Dougherty: Introduction to Econometrics 3e
About the NLSY
NLSY panel data set
(Used in Exercises 14.5–14.8 in the text)
The data set is a sub-set of a major US data-base, the National Longitudinal Survey of Youth (NLSY79). NLSY79 is a panel survey in which a nationally-representative sample of young males and females aged 14 to 21 in 1979 have been re-interviewed since 1979. Until 1994 the interviews took place annually and now they are being conducted at two-yearly intervals. The core sample originally consisted of 3,003 males and 3,108 females. In addition there are special supplementary samples (some now discontinued) of ethnic minorities, those in poverty and those serving in the armed forces. Extensive background information was obtained in the base-year survey in 1979 and since then information has been updated each year on education, training, employment, marital status, fertility, health, child care and assets and income. In addition special sections have been added from time to time on other topics – for example, drug use. The surveys have been extremely detailed and the quality of the execution of the survey is very high. As a consequence NLSY79 is regarded as one of the most important data bases available to social scientists working with U.S. data.
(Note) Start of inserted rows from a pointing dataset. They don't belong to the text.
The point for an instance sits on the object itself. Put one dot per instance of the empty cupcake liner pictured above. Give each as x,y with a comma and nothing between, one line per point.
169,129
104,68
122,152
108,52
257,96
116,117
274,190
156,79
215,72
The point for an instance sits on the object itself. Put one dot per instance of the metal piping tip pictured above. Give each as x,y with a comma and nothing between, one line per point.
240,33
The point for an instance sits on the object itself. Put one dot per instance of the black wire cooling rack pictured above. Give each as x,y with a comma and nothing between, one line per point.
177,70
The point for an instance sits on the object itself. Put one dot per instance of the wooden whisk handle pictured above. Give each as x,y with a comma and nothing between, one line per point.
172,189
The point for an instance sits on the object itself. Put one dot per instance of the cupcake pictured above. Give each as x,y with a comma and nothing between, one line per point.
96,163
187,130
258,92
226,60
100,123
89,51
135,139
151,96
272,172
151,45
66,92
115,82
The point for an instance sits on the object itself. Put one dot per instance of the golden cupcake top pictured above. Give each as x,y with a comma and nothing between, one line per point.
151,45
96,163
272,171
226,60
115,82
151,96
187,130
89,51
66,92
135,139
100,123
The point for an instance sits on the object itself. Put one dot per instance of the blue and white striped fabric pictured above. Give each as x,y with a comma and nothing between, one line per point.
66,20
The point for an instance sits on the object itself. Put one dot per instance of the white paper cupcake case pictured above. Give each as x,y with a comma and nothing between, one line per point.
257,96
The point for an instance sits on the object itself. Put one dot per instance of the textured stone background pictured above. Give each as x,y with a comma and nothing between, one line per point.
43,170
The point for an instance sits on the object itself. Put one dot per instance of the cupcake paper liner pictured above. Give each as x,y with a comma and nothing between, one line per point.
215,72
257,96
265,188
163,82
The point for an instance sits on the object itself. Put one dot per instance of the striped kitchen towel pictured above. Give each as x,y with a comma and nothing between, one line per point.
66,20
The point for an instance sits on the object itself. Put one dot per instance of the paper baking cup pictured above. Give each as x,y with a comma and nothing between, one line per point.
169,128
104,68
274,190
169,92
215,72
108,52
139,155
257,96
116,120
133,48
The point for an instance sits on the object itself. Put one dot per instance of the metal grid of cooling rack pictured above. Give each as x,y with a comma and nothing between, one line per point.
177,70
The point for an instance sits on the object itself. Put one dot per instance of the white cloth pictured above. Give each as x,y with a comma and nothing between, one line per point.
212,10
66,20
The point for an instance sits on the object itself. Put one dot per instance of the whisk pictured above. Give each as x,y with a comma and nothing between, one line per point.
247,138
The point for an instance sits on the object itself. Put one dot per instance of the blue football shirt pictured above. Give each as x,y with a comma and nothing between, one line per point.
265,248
The data relate to the years 1980–1994, 1996, 1998, and 2000. Note that there are many missing data. Obviously if a respondent was not interviewed in a given year, all data for that year are missing. In addition many data are missing for specific reasons.
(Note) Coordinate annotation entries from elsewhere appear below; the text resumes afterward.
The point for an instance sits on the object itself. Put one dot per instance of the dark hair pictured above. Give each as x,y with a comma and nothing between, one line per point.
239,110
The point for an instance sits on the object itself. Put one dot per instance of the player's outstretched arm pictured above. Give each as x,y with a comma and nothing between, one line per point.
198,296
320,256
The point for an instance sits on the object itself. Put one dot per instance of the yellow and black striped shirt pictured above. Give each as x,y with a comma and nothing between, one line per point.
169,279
The data are restricted to males whose marital status is either single or married, who are not in school, for whom ASVAB scores are available, who worked at least 30 hours per week and whose reported hourly rate of pay was at least $2.50 and not more than $250,
The variables listed below were recorded for each respondent for each of the years 1980–1994, 1996, 1998, and 2000. Hence there are potentially 18 observations for each respondent. However, owing to non-interviews or exclusions, the actual number is lower for many respondents and the panel is of the unbalanced type.
Personal variables
| ID | C | Respondent identification number |
| AGE | C | age |
| AGESQ | C | square of AGE |
| S | C | years of schooling (highest grade completed) |
| Ethnicity: | ||
| ETHBLACK | D | black |
| ETHHISP | D | hispanic |
| HEIGHT85 | C | height in inches in 1985 |
| WEIGHT | C | weight in pounds |
| Score on a component of the ASVAB battery (scaled with mean 50, standard deviation 10): | ||
| ASVAB2 | C | arithmetic reasoning |
| ASVAB3 | C | word knowledge |
| ASVAB4 | C | paragraph comprehension |
| ASVABC | C | composite of ASVAB2 (with double weight),ASVAB3 and ASVAB4 |
| SM | C | mother’s years of schooling |
| SF | C | father’s years of schooling |
| SIBLINGS | C | number of siblings |
| CHILDREN | C | number of children in the household |
| YOUNGEST | C | age of youngest child |
| MARRIED | D | married in the interview year |
| SINGLE | D | single in the interview year |
| SINGBOTH | D | single in the interview year and four years later |
| SOONMARR | D | single in the interview years but married four years later |
| URBAN | D | living in an urban area |
| Region of residence (census classification): | ||
| REGNE | D | north-east |
| REGNC | D | north-central |
| REGW | D | west |
| REGS | D | south |
Work-related variables
| EARNINGS | C | current hourly earnings in 1996 constant dollars | |
| HOURS | C | hours worked per week | |
| TENURE | C | years worked with present employer | |
| TENURESQ | C | square of TENURE | |
| EXP | C | total years of work experience | |
| EXPSQ | C | square of EXP/td> | |
| Sector of employment: | |||
| CLASSPRI | D | private sector employee | |
| CLASSPUB | D | public sector | |
| CLASSSE | D | self-employed | |
| UNION | D | member of a union (question asked 1988-2000 only) | |
| UNCOLB | D | wages set by collective bargaining | |
C indicates a continuous variable, D a dummy variable.